Canberra Chill competed for the first time in the inaugural season of Hockey One, which was contested from 29 September through to 16 November 2019.

==History==
Canberra Chill, along with six other teams, was founded on 17 April 2019 as part of Hockey Australia's development of hockey.

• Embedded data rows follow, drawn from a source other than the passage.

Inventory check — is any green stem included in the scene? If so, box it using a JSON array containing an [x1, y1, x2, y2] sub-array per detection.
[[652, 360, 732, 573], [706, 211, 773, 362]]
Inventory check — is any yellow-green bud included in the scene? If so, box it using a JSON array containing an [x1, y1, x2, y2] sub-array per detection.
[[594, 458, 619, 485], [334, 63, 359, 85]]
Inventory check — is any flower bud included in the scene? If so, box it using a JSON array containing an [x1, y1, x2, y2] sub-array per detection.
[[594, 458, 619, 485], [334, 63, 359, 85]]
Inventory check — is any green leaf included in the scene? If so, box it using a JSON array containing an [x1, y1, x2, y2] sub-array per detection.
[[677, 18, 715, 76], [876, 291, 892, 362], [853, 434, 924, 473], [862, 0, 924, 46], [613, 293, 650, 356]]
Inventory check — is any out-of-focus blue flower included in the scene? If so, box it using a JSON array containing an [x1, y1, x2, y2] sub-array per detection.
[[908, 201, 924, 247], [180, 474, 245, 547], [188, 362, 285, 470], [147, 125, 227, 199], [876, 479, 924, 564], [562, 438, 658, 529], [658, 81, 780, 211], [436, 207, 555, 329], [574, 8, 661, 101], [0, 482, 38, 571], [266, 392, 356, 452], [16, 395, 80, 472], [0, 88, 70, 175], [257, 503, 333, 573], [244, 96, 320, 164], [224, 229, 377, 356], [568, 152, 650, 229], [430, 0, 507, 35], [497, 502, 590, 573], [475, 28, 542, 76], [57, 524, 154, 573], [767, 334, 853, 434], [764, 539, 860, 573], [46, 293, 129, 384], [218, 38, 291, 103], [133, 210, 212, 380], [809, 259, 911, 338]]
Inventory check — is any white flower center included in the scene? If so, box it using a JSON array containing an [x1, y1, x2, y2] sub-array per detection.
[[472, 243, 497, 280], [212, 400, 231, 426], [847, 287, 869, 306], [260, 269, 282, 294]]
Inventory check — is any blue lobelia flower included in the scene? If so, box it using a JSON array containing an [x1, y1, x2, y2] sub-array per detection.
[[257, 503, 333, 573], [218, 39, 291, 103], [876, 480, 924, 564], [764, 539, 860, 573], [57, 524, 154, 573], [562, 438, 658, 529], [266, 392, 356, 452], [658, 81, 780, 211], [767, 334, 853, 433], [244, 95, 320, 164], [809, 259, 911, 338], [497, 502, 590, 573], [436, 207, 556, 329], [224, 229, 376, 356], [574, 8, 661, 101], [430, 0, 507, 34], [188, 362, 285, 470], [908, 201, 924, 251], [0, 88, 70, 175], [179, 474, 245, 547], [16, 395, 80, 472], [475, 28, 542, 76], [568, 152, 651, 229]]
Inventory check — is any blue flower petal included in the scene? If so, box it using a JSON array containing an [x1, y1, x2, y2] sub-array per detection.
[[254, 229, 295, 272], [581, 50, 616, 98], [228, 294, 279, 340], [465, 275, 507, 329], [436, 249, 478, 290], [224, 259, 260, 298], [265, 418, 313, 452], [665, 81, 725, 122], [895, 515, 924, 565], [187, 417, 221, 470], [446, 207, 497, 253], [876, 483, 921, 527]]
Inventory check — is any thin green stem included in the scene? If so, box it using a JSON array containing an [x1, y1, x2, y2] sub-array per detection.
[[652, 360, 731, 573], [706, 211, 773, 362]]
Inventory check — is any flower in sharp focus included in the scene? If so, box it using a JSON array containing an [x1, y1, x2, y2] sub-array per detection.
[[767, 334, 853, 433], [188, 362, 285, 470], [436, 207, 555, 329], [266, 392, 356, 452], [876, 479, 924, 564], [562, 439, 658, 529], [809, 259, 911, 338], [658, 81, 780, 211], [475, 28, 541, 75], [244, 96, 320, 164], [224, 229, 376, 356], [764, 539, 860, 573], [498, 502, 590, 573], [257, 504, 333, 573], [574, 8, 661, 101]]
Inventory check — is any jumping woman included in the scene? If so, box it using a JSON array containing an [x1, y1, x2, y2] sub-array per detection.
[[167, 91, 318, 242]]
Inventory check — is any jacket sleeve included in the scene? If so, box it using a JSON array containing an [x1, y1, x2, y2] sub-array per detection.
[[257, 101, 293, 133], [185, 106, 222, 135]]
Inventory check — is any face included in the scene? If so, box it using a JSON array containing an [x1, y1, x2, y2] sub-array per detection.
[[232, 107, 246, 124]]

The club uniform and colours are based around the ACT flag, comprising mainly yellow and blue.

==Home stadium==
Canberra Chill are based out of the National Hockey Centre in the Australian Capital Territory, and Australia's capital city, Canberra. The stadium has a capacity of approximately 2,000 spectators.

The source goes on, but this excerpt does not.